Hacker News new | ask | show | jobs
by rkwasny 1252 days ago
Turns out it does not matter if you have transformer/MLP/lstm or whatever, as long as there are enough parameters and training epochs over large dataset things "just work"
2 comments

This isn't true - the model architecture matters a lot.

In general RNNs cannot handle long term dependencies (ie, long pieces of text) because the gradient vanishes. It's unclear how this solves this problem although they do reference the "attention free transformer" paper: https://arxiv.org/abs/2105.14103

The key component is the linear attention[1] and residual connections.
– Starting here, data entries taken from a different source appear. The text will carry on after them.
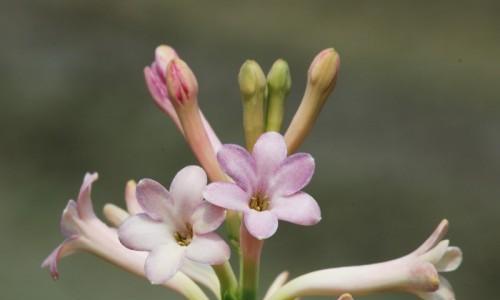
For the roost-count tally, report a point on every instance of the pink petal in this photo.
(239, 165)
(154, 199)
(186, 190)
(131, 201)
(163, 262)
(269, 152)
(85, 209)
(293, 175)
(65, 248)
(69, 226)
(209, 249)
(261, 225)
(142, 233)
(299, 208)
(207, 218)
(227, 195)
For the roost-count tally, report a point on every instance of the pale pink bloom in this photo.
(83, 231)
(415, 273)
(176, 225)
(155, 76)
(267, 185)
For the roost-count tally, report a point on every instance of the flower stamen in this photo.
(259, 203)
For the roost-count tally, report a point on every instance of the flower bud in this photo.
(323, 70)
(252, 83)
(279, 83)
(182, 86)
(251, 79)
(322, 76)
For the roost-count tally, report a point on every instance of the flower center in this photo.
(259, 202)
(185, 237)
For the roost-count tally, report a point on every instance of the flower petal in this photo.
(450, 261)
(239, 165)
(186, 190)
(131, 201)
(293, 175)
(208, 248)
(227, 195)
(207, 218)
(65, 248)
(69, 226)
(142, 233)
(154, 199)
(444, 292)
(299, 208)
(261, 225)
(269, 152)
(85, 209)
(163, 262)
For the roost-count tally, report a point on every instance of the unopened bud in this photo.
(182, 86)
(279, 83)
(252, 83)
(323, 70)
(321, 79)
(163, 55)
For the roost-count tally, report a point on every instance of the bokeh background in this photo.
(410, 136)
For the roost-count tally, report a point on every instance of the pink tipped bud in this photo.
(182, 86)
(323, 70)
(163, 55)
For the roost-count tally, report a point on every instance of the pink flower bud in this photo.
(182, 86)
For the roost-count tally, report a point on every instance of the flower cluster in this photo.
(169, 235)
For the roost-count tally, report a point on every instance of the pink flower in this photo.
(267, 185)
(176, 225)
(155, 76)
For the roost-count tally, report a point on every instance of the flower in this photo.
(267, 185)
(416, 273)
(83, 231)
(176, 225)
(156, 76)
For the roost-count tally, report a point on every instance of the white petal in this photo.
(450, 261)
(154, 199)
(299, 208)
(163, 262)
(260, 224)
(187, 188)
(209, 249)
(142, 233)
(207, 217)
(292, 175)
(269, 152)
(239, 165)
(85, 209)
(444, 292)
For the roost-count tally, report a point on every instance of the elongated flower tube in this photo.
(84, 232)
(176, 225)
(252, 83)
(267, 185)
(182, 88)
(321, 80)
(279, 83)
(155, 76)
(415, 273)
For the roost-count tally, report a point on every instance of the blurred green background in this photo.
(411, 134)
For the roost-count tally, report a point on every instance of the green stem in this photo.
(251, 249)
(228, 283)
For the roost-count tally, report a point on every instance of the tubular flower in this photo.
(176, 225)
(155, 76)
(83, 231)
(416, 273)
(267, 185)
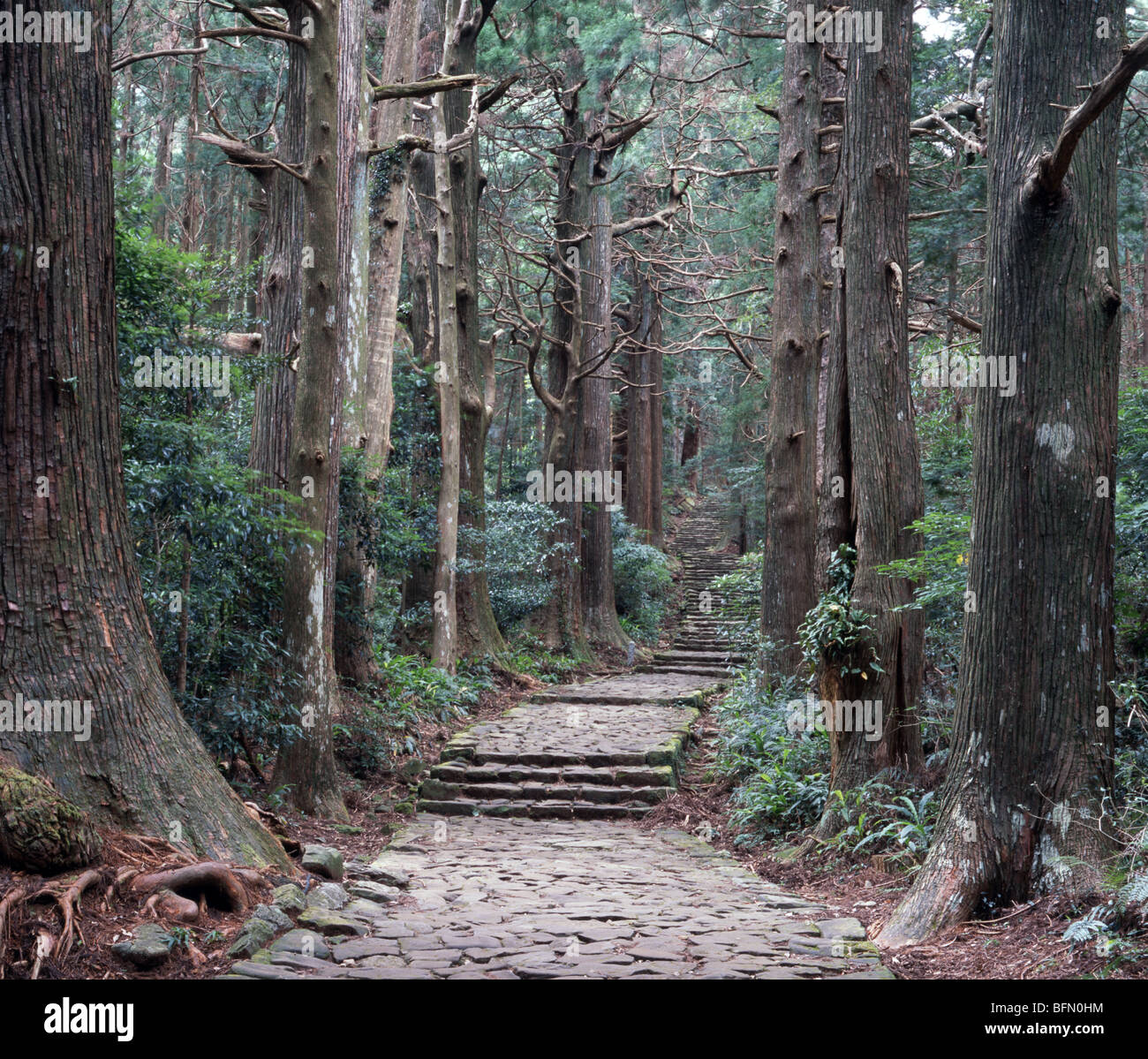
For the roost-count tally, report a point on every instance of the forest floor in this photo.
(657, 888)
(1022, 943)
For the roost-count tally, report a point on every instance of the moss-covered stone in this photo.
(288, 897)
(41, 830)
(253, 935)
(324, 860)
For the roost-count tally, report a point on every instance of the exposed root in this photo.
(221, 884)
(67, 895)
(7, 903)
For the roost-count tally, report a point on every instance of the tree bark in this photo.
(789, 585)
(333, 155)
(478, 631)
(595, 431)
(1031, 765)
(283, 276)
(357, 572)
(444, 610)
(882, 446)
(72, 623)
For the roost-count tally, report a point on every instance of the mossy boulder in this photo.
(41, 830)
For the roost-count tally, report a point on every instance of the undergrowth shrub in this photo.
(642, 581)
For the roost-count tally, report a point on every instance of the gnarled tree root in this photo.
(223, 886)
[1] https://arxiv.org/abs/2006.16236

> Transformers achieve remarkable performance in several tasks but due to their quadratic complexity, with respect to the input's length, they are prohibitively slow for very long sequences. To address this limitation, we express the self-attention as a linear dot-product of kernel feature maps and make use of the associativity property of matrix products to reduce the complexity from (N2) to (N), where N is the sequence length. We show that this formulation permits an iterative implementation that dramatically accelerates autoregressive transformers and reveals their relationship to recurrent neural networks. Our linear transformers achieve similar performance to vanilla transformers and they are up to 4000x faster on autoregressive prediction of very long sequences.

I believe it's because you train it in GPT-mode and then only use RNN-mode for inference.
To some degree, because we keep recreating the truly essential components the crude "Turing machine completeness" way. In time as we analyze the resulting models, we may find what patterns emerge and optimize for them. The result will be smaller, faster models that perform like larger slower ones.